Clearly I have taken these services for granted as they have become deeply integrated over recent years into the way I live, move and have my being. In short, I need them. And I know I am not alone in this. In fact the only thing that is unusual about me is that I have taken the trouble to make this list, because I’m a bit of a nerd like that, and that I have begun to grasp the size of the potential problem. (Assembling all 24 icons was even more nerdish, and I hope you, the reader, are impressed by the beauty of the resulting display.)

The chaos of Elon Musk’s recent, bizarre acquisition of Twitter has awakened me, if not the whole world, to the intrinsic fragility of software-based IT corporations funded by advertising and controlled by unstable tycoons. It hasn’t happened to Twitter, yet, but the very word stability is anathema to the swirling climate of ephemeral corporations blasted into life by the invigorating tempests of Disruption.
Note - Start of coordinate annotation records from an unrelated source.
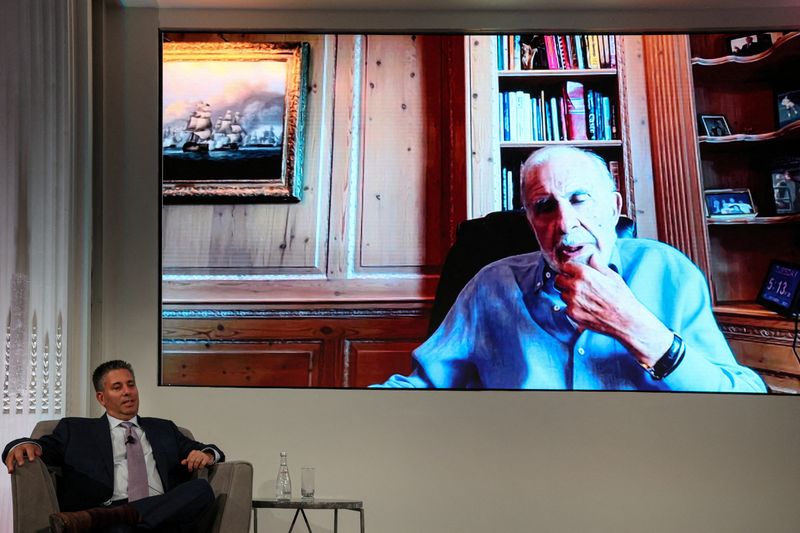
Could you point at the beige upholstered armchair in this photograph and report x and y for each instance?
(34, 495)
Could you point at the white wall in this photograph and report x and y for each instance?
(428, 461)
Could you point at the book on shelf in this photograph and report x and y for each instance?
(613, 169)
(571, 112)
(529, 51)
(576, 111)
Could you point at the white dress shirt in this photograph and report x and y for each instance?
(121, 460)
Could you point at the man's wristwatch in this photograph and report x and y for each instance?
(669, 361)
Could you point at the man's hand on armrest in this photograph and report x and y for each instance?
(18, 453)
(199, 459)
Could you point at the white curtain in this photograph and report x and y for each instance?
(44, 241)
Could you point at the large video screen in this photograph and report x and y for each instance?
(505, 212)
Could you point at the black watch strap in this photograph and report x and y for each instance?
(670, 360)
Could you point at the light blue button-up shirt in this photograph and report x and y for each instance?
(509, 330)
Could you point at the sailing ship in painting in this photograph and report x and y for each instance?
(226, 134)
(211, 144)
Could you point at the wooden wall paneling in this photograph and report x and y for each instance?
(484, 194)
(636, 135)
(265, 238)
(452, 195)
(368, 363)
(346, 163)
(401, 146)
(677, 181)
(414, 174)
(343, 347)
(267, 364)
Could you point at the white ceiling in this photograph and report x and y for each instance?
(468, 5)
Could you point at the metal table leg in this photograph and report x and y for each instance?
(305, 519)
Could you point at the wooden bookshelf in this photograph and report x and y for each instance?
(494, 154)
(690, 76)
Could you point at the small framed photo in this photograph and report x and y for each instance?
(729, 203)
(748, 45)
(714, 126)
(786, 189)
(788, 105)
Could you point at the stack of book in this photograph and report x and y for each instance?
(572, 113)
(510, 189)
(555, 52)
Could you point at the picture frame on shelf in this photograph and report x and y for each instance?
(788, 107)
(714, 126)
(786, 188)
(748, 45)
(722, 204)
(232, 119)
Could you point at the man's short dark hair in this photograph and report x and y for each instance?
(100, 372)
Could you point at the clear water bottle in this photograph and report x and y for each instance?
(283, 483)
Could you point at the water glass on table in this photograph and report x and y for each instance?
(307, 483)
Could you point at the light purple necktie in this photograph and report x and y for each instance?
(137, 472)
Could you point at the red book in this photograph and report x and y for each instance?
(563, 58)
(576, 111)
(552, 52)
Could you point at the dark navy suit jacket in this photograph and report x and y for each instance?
(81, 447)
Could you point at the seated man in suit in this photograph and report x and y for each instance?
(121, 469)
(587, 311)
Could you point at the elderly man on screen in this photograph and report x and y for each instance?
(588, 311)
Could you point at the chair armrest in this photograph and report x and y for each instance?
(232, 483)
(34, 497)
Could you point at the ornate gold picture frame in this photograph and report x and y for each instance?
(232, 118)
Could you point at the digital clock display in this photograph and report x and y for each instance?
(780, 288)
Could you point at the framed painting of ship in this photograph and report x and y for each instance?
(232, 119)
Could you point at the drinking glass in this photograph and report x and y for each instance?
(307, 482)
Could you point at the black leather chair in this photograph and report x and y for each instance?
(482, 241)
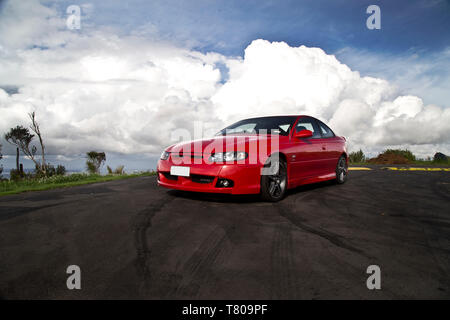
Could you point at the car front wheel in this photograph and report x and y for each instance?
(274, 180)
(341, 170)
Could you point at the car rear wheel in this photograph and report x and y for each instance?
(274, 180)
(341, 170)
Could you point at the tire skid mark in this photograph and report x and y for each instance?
(283, 279)
(197, 269)
(141, 223)
(335, 239)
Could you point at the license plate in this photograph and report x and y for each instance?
(179, 171)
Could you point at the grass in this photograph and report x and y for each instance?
(12, 187)
(428, 163)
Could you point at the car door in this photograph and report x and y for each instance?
(332, 150)
(306, 156)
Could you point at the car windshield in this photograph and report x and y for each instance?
(266, 125)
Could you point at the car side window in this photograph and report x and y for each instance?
(326, 132)
(308, 124)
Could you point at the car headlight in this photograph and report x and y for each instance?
(164, 155)
(228, 156)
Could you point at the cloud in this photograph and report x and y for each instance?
(126, 94)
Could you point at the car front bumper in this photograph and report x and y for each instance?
(203, 177)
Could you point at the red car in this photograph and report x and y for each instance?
(265, 155)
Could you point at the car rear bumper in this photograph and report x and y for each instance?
(204, 177)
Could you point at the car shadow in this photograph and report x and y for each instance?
(245, 198)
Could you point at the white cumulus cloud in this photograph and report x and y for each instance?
(126, 94)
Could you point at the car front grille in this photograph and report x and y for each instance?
(199, 178)
(168, 176)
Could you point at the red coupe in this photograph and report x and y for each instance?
(265, 155)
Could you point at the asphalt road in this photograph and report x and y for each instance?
(133, 239)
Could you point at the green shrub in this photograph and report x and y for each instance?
(439, 157)
(60, 170)
(16, 175)
(357, 157)
(404, 153)
(119, 169)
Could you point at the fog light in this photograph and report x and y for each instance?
(224, 183)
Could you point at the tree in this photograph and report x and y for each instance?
(1, 157)
(35, 128)
(21, 138)
(95, 161)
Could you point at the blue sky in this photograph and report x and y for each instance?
(229, 26)
(407, 50)
(40, 69)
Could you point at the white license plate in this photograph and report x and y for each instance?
(179, 171)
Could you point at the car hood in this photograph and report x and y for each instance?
(223, 143)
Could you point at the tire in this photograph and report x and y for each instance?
(274, 182)
(341, 170)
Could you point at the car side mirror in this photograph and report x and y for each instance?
(303, 134)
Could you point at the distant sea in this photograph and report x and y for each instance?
(6, 174)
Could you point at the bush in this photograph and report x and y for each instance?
(50, 171)
(119, 170)
(16, 175)
(404, 153)
(357, 157)
(60, 170)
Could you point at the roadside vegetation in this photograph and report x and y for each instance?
(30, 143)
(59, 181)
(398, 156)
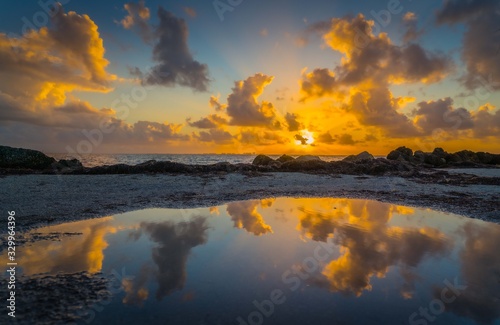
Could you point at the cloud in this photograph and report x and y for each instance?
(211, 122)
(242, 106)
(346, 140)
(480, 50)
(377, 107)
(371, 58)
(174, 245)
(486, 121)
(190, 12)
(480, 270)
(84, 252)
(440, 114)
(215, 104)
(176, 65)
(371, 63)
(325, 138)
(410, 23)
(69, 56)
(138, 16)
(245, 216)
(303, 140)
(361, 228)
(292, 121)
(318, 83)
(34, 102)
(217, 136)
(261, 137)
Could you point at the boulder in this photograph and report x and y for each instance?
(308, 158)
(285, 158)
(434, 160)
(365, 156)
(262, 160)
(24, 158)
(65, 165)
(402, 154)
(419, 157)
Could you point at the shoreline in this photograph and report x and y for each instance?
(41, 200)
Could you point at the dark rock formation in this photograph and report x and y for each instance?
(401, 162)
(24, 159)
(401, 154)
(65, 166)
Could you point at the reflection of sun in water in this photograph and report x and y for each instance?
(304, 138)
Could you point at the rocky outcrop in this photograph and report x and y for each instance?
(401, 154)
(66, 166)
(364, 156)
(18, 158)
(440, 158)
(401, 162)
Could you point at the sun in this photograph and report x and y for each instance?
(305, 137)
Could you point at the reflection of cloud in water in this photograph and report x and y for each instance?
(175, 242)
(245, 215)
(369, 245)
(80, 253)
(481, 272)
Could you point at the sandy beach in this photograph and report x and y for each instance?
(40, 200)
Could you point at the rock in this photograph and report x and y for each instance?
(262, 160)
(419, 157)
(305, 165)
(402, 154)
(64, 165)
(440, 153)
(434, 160)
(308, 158)
(285, 158)
(362, 157)
(24, 158)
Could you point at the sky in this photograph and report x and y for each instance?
(238, 76)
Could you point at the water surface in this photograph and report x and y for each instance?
(274, 261)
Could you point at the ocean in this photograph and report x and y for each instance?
(92, 160)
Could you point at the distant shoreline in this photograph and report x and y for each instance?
(67, 191)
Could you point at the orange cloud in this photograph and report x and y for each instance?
(246, 216)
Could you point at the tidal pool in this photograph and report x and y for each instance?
(273, 261)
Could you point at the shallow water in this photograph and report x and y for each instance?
(275, 261)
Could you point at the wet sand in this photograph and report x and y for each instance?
(40, 200)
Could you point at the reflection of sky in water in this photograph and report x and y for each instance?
(335, 261)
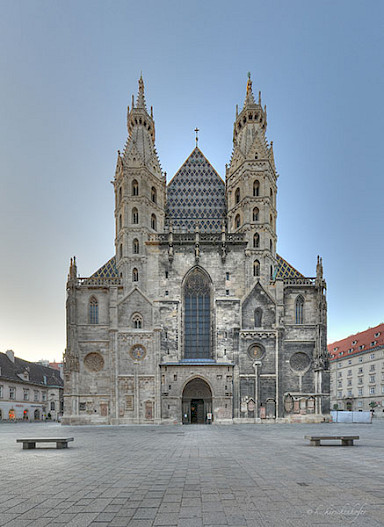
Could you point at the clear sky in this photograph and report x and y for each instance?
(68, 70)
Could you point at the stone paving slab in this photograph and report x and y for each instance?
(192, 476)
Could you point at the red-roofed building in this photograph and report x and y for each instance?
(357, 371)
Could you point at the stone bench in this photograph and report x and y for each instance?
(345, 440)
(61, 442)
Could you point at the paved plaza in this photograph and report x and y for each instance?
(192, 476)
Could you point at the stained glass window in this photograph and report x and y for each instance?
(197, 324)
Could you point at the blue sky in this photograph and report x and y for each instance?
(68, 70)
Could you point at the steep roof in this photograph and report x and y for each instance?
(286, 270)
(362, 342)
(196, 194)
(38, 374)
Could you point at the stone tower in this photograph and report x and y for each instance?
(251, 189)
(139, 194)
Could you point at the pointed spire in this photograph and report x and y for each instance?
(140, 96)
(249, 98)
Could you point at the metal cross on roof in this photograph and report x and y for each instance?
(197, 134)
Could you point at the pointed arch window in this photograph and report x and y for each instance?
(135, 216)
(256, 268)
(258, 317)
(299, 304)
(93, 310)
(137, 321)
(153, 222)
(197, 316)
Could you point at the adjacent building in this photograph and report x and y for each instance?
(29, 391)
(196, 318)
(357, 372)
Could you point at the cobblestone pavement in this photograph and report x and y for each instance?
(192, 476)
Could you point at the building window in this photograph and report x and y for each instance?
(153, 222)
(135, 188)
(258, 317)
(299, 310)
(137, 321)
(93, 310)
(256, 268)
(135, 216)
(197, 320)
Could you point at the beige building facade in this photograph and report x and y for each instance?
(357, 372)
(196, 318)
(29, 391)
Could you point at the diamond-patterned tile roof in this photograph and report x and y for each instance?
(107, 270)
(285, 270)
(196, 194)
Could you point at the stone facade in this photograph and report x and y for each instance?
(197, 318)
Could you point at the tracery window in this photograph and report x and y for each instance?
(93, 310)
(256, 268)
(153, 222)
(197, 316)
(135, 216)
(258, 317)
(137, 321)
(299, 310)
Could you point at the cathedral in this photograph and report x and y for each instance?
(196, 318)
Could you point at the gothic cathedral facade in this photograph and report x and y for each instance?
(196, 318)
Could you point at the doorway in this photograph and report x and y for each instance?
(196, 402)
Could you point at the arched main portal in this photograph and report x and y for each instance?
(197, 402)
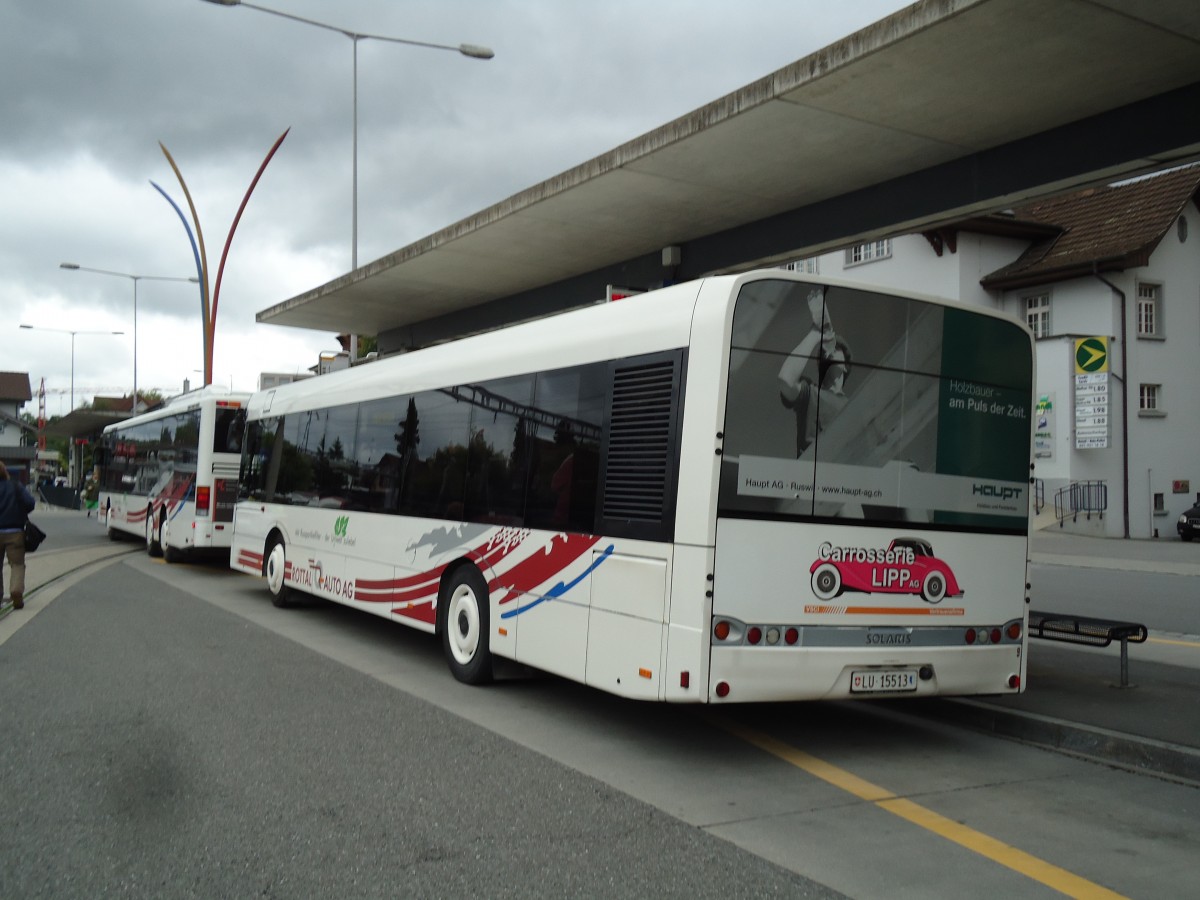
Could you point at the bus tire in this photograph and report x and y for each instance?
(463, 622)
(933, 588)
(275, 565)
(827, 581)
(154, 545)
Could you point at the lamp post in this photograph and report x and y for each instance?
(466, 49)
(67, 331)
(135, 279)
(73, 448)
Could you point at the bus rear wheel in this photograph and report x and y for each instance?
(463, 617)
(275, 565)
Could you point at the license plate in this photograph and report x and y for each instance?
(876, 682)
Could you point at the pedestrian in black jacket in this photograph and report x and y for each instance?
(16, 504)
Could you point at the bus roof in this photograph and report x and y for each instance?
(184, 401)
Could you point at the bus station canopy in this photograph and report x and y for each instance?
(943, 109)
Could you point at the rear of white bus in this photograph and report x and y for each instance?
(219, 459)
(871, 523)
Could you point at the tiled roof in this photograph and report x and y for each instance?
(1102, 229)
(15, 385)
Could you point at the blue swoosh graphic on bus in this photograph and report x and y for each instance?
(561, 588)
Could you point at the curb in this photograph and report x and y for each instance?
(1110, 748)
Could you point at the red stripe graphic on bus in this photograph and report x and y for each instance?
(532, 571)
(415, 594)
(413, 588)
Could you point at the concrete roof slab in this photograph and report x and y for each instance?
(937, 84)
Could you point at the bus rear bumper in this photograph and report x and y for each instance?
(745, 675)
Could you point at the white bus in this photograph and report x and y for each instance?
(171, 475)
(754, 487)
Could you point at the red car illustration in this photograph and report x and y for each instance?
(906, 567)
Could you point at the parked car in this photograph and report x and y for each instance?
(1189, 523)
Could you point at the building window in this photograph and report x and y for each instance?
(869, 251)
(1150, 399)
(809, 267)
(1037, 315)
(1149, 324)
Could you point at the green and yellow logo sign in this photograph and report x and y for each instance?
(1091, 355)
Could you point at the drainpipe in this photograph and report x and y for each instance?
(1125, 400)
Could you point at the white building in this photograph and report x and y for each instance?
(1115, 264)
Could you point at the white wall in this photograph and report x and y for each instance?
(1162, 449)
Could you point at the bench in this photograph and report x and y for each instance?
(1089, 631)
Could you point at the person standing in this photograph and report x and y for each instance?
(16, 504)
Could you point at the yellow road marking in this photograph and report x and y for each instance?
(997, 851)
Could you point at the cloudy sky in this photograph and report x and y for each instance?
(89, 88)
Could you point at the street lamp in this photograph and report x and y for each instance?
(135, 279)
(466, 49)
(67, 331)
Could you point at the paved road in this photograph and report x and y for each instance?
(161, 747)
(177, 736)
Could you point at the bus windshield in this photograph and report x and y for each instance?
(851, 405)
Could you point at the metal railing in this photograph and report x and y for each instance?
(1086, 497)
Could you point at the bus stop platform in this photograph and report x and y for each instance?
(1073, 701)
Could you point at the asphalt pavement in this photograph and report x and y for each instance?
(1073, 700)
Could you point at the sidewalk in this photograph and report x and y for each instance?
(1069, 703)
(51, 562)
(1073, 700)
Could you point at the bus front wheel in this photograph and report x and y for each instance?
(275, 564)
(463, 616)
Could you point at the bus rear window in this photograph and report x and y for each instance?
(855, 405)
(228, 431)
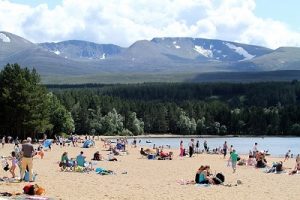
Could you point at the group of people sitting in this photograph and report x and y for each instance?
(204, 176)
(157, 152)
(78, 164)
(80, 161)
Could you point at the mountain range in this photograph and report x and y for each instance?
(168, 55)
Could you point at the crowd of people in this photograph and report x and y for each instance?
(22, 156)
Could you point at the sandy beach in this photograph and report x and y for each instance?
(153, 179)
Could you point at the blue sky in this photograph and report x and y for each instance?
(270, 23)
(51, 3)
(286, 11)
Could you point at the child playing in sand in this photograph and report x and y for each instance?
(14, 163)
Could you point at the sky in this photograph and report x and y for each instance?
(270, 23)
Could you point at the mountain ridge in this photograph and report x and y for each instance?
(158, 55)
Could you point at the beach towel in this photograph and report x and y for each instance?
(47, 143)
(88, 144)
(103, 171)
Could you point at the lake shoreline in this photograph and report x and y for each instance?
(196, 136)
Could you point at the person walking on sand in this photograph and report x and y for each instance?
(233, 158)
(205, 146)
(225, 147)
(3, 141)
(27, 159)
(181, 149)
(191, 147)
(287, 155)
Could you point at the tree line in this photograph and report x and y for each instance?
(29, 108)
(268, 108)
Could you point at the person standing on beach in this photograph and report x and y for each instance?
(225, 147)
(191, 148)
(287, 155)
(181, 149)
(27, 159)
(255, 149)
(205, 146)
(233, 158)
(3, 141)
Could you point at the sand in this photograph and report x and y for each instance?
(154, 179)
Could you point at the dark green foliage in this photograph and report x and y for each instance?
(26, 108)
(270, 108)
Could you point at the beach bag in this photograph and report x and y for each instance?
(26, 176)
(219, 179)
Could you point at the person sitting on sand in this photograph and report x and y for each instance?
(97, 156)
(251, 161)
(111, 157)
(65, 161)
(197, 179)
(276, 167)
(40, 151)
(296, 169)
(261, 162)
(204, 176)
(142, 152)
(80, 160)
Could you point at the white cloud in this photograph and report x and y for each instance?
(124, 21)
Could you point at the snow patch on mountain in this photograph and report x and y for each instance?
(102, 57)
(241, 51)
(4, 37)
(205, 52)
(57, 52)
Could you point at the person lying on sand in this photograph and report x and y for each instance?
(97, 156)
(111, 157)
(203, 176)
(296, 169)
(277, 167)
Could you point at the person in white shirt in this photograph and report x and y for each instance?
(191, 147)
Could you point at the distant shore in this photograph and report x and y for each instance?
(194, 136)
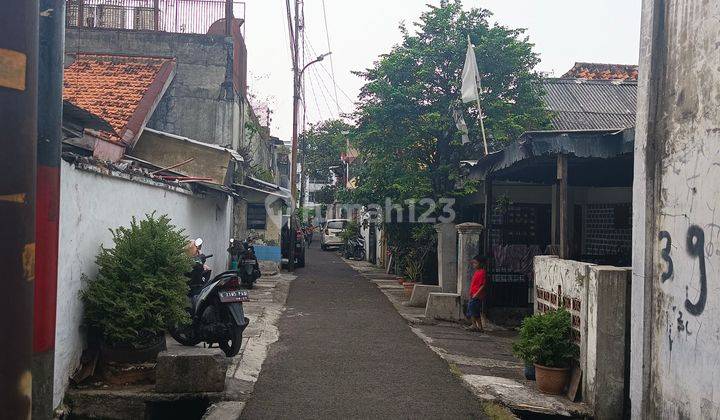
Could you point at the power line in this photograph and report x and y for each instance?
(321, 65)
(332, 66)
(325, 90)
(314, 95)
(290, 31)
(314, 73)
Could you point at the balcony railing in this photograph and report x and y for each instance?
(179, 16)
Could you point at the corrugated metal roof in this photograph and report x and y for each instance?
(591, 104)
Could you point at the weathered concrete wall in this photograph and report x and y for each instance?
(597, 298)
(256, 140)
(191, 107)
(165, 150)
(90, 204)
(676, 262)
(273, 224)
(606, 342)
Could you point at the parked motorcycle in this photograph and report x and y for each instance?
(244, 261)
(355, 248)
(215, 310)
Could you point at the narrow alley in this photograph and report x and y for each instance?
(344, 352)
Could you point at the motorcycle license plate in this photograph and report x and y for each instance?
(232, 296)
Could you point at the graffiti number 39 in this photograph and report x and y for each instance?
(696, 248)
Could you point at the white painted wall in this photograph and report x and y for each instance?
(598, 296)
(676, 257)
(90, 204)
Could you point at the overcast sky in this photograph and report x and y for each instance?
(563, 31)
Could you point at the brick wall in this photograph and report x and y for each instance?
(607, 229)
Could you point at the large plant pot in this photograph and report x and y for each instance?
(133, 354)
(408, 289)
(552, 380)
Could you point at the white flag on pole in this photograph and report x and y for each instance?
(471, 76)
(461, 126)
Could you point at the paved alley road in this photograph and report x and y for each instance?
(344, 352)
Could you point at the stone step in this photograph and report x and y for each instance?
(183, 369)
(420, 294)
(443, 306)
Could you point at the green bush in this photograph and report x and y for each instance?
(351, 231)
(546, 339)
(140, 288)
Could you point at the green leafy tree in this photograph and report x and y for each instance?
(323, 144)
(546, 339)
(409, 144)
(140, 288)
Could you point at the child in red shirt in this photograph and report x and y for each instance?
(478, 291)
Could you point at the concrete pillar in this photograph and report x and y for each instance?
(608, 321)
(447, 257)
(468, 247)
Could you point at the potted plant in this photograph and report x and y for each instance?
(413, 272)
(545, 341)
(139, 290)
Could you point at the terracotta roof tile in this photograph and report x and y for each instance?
(601, 71)
(115, 88)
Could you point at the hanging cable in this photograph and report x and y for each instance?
(321, 65)
(332, 66)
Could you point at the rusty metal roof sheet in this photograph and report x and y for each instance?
(579, 104)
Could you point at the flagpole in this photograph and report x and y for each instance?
(482, 124)
(478, 88)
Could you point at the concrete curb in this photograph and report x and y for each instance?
(499, 395)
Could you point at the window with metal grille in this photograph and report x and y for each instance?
(256, 216)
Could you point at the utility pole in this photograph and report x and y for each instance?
(47, 218)
(293, 154)
(303, 141)
(18, 136)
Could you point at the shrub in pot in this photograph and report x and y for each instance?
(139, 290)
(545, 340)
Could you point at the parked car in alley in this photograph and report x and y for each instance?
(330, 235)
(299, 241)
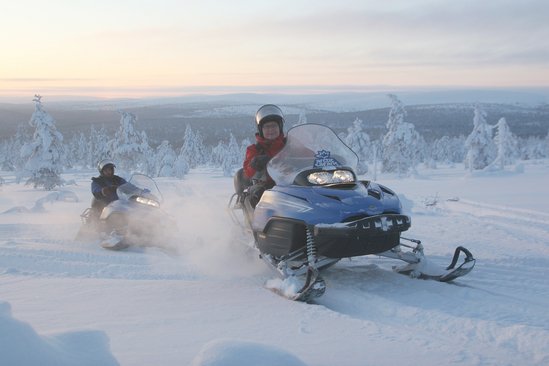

But some human institutions do need stability and they do need to endure. The clue is in the word institution. Imagine if some corporation owned the rights to the English language, and to use it we could either endure a lifelong drizzle of advertising or pay for a premium subscription. And then that corporation was driven to bankruptcy by some ludicrously wealthy nutcase, and we were then required to converse in, to take an extreme example, Mandarin. Not good.

So I submit that Google, along with a few other IT corporations like Microsoft, have created services which have risen to the status of institutions – and the modern world really does need them to endure. But the modern world has got to work out how this may be achieved. As yet I haven’t seen the slightest sign that anyone is addressing this challenge, or even acknowledged the extent to which we are addicted to these services, unprecedented as they are in the history of humanity.